Understanding of Neuroblastoma Risk Enhanced
Two studies looking at the genetic causes of neuroblastoma have unlocked much of the mystery surrounding why it arises in some children and not in others. This complex and puzzling cancer is the most common solid cancer of early childhood, causing 15 percent of all childhood cancer deaths. Pulling from the strengths of the CHOP Research powerhouses the Center for Applied Genomics and the Center for Childhood Cancer Research, the studies used DNA samples collected from around the world by the Children’s Oncology Group to better define the genetic landscape of neuroblastoma.
In the largest pediatric oncology gene study ever conducted, led by John Maris, MD, chief of the Division of Oncology and director of the Center for Childhood Cancer Research, the team performed a genome-wide association study to compare DNA from neuroblastoma patients with DNA from healthy children. The team found that common variants in the gene BARD1 increase a child’s susceptibility to a high-risk form of neuroblastoma. Published in Nature Genetics, this study has opened the door for research to understand the mechanism by which BARD1 gene variants act on developing nervous system cells to give rise to cancer during fetal or early development.
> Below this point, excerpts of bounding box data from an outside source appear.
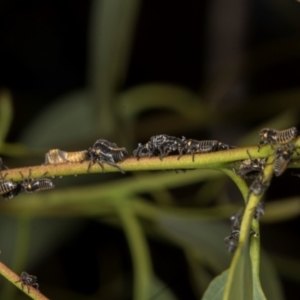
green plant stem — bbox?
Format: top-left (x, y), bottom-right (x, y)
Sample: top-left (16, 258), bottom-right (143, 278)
top-left (0, 262), bottom-right (48, 300)
top-left (1, 146), bottom-right (278, 181)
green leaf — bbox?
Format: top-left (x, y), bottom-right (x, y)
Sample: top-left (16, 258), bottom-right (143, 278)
top-left (202, 270), bottom-right (228, 300)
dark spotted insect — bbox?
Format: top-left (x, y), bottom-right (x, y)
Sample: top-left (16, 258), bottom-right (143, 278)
top-left (236, 150), bottom-right (267, 179)
top-left (0, 170), bottom-right (18, 200)
top-left (133, 134), bottom-right (185, 160)
top-left (178, 139), bottom-right (235, 161)
top-left (249, 176), bottom-right (268, 195)
top-left (18, 169), bottom-right (55, 193)
top-left (15, 272), bottom-right (39, 293)
top-left (87, 139), bottom-right (128, 174)
top-left (45, 149), bottom-right (88, 164)
top-left (224, 209), bottom-right (257, 253)
top-left (274, 144), bottom-right (296, 177)
top-left (258, 127), bottom-right (298, 148)
top-left (254, 202), bottom-right (265, 220)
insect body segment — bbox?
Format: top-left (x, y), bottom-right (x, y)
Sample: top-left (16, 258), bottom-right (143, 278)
top-left (236, 151), bottom-right (267, 179)
top-left (178, 139), bottom-right (235, 161)
top-left (0, 157), bottom-right (8, 171)
top-left (133, 134), bottom-right (185, 159)
top-left (258, 127), bottom-right (298, 148)
top-left (87, 139), bottom-right (128, 173)
top-left (274, 145), bottom-right (295, 177)
top-left (15, 272), bottom-right (39, 293)
top-left (45, 149), bottom-right (88, 164)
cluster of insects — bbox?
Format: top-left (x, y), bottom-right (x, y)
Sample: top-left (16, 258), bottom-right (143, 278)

A second genome-wide study, spearheaded by Sharon Diskin, PhD, Division of Oncology, and published in Nature, found that an inherited copy number variation (CNV) – a missing stretch of DNA – along a structurally weak location on chromosome 1 plays an important role in the development of neuroblastoma. The chromosome region where the CNV is located, 1q21.1, contains a large family of genes that are involved in the development of the nervous system. The CNV identified in the study changes how much of one particular gene is made within normal nerve and neuroblastoma cells. In addition to the impact this has on neuroblastoma research, this study is notable in the field of genome-wide analysis as a whole, as it was the first to show a specific CNV predisposes people to cancer and has set the stage for studies to identify the mechanisms of how CNVs may increase the risk of cancer.
Diskin SJ, Hou C, Glessner JT, Attiyeh EF, Laudenslager M, Bosse K, Cole K, Mossé YP, Wood A, Lynch JE, Pecor K, Diamond M, Winter C, Wang K, Kim C, Geiger EA, McGrady PW, Blakemore AI, London WB, Shaikh TH, Bradfield J, Grant SF, Li H, Devoto M, Rappaport ER, Hakonarson H, Maris JM. Copy number variation at 1q21.1 associated with neuroblastoma. Nature. 2009 Jun 18;459(7249):987-91.